UN SILVER SHAMROCK DE 1977

IL EST DIFFICILE DE NE PAS TOMBER sous le charme de ce Silver Shamrock d’une demi-tonne, construit à Cork en 1977 et tirant maintenant doucement sur l’épaule près de Port-la-Forêt. À première vue, ses lignes nettes agissent comme un aimant pour ceux qui aiment les beaux corps. Son nouveau propriétaire, Nicolas Lunven, double vainqueur de la Solitaire du Figaro – pardon – nous accueille à bord de Diables avec le sourire. Il faut dire que l’histoire de ce bateau ne manque pas de sel et les résultats de cette conversion sont franchement flatteurs.

Construite pour la première fois en petite « série » sous le nom de Golden Shamrock, cette conception de Ron Holland était à l’origine destinée à participer à la Half Ton Cup de 1974 qui s’est tenue à La Rochelle cette année-là. Deux ans plus tard, le chantier irlandais sortait la Silver Shamrock, une version plus légère et plus toilée de la Golden à la demande d’un propriétaire qui souhaitait briller dans une brise plus légère. Et c’est dans l’agence sœur de la future Diablese, lancée en 1977, qu’elle remporta brillamment l’édition 1976, pilotée dans le petit air de Big Blue à Trieste.

Modifié et optimisé plusieurs fois après sa sortie pour coller au gabarit IOR (à l’époque une référence dans le monde de la régate et souvent évolutif), Diablesse revient à Philippe Villion – un ami de son fils Julien – au tournant des années 90. Enfant, Nicolas Lunven est un Figaro reconnu sur circuit – ça l’apaise

pour le rapprocher du Golden Shamrock. Son idée : concourir pratiquement en temps réel contre Chan, le deuxième demi-tonne de la série Golden lors des Vieux Safrans, l’ancienne version de l’actuelle Course des Iles.

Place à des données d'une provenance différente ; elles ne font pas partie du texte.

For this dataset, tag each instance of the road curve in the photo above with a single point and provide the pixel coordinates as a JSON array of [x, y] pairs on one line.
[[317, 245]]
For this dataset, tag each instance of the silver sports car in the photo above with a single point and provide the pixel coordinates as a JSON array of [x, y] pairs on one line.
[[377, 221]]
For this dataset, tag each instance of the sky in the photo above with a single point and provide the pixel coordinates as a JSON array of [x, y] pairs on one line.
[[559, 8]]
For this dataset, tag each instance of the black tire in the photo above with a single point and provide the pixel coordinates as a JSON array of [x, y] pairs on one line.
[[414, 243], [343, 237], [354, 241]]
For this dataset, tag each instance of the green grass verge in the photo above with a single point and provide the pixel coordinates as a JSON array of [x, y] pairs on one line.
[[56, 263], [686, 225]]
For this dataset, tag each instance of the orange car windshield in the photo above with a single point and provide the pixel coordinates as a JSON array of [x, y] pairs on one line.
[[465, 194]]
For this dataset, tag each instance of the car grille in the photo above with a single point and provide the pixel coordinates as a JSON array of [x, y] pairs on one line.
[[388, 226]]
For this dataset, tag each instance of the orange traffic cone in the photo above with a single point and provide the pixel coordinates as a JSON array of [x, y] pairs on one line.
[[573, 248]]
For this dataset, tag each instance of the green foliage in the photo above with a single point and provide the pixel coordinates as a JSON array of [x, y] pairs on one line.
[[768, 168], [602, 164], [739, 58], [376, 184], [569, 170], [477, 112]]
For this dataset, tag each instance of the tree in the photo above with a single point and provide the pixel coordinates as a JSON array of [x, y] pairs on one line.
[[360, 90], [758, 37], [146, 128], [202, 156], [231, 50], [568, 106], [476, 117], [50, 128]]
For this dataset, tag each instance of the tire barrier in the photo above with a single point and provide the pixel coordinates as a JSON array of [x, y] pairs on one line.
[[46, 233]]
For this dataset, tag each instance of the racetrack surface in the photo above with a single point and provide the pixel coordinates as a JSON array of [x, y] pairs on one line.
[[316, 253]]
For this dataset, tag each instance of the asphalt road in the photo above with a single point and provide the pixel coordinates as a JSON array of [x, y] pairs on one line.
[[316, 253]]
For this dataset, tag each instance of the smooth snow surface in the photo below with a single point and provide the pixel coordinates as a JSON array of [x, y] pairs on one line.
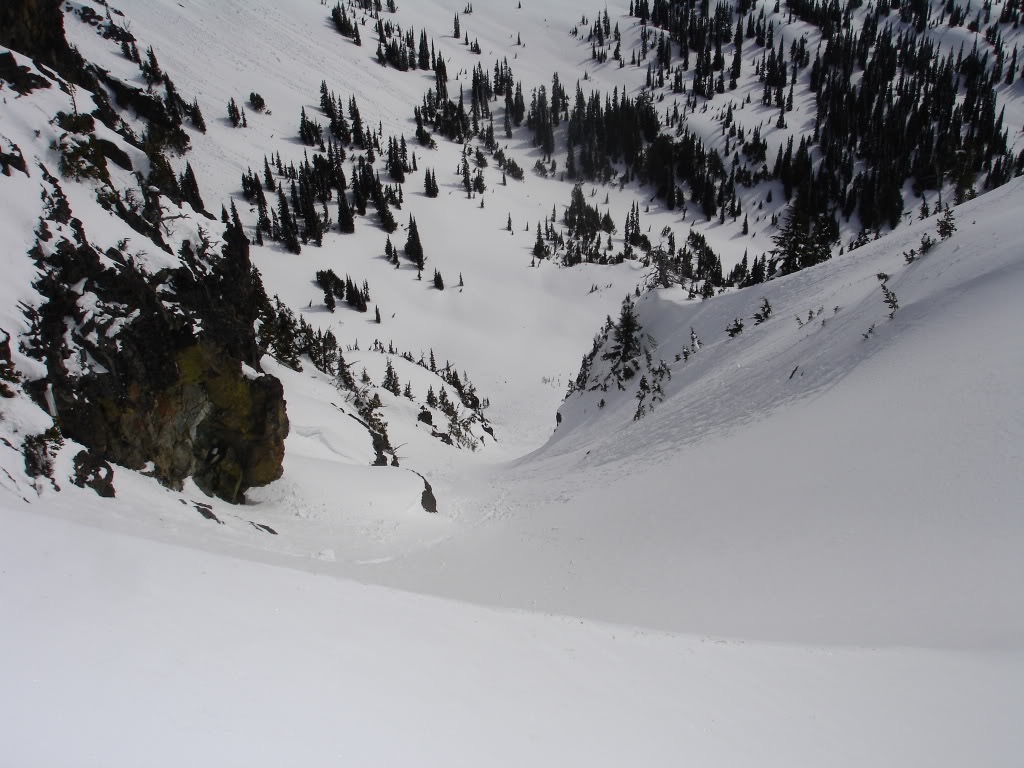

Et c’est à cette occasion que Nicolas Lunven, qui, enfant, suivait son père sur cette course estivale, tombe éperdument amoureux de ces voiliers rapides naviguant contre le vent, authentiques et si beaux à voir évoluer sous voiles. Rappelons que les demi-tonneaux étaient aussi à la base de la Solitaire du Figaro lorsqu’elle s’appelait encore la Course de l’Aurore. Une course dont son père Bruno et son oncle Dominique allaient leur parler à maintes reprises.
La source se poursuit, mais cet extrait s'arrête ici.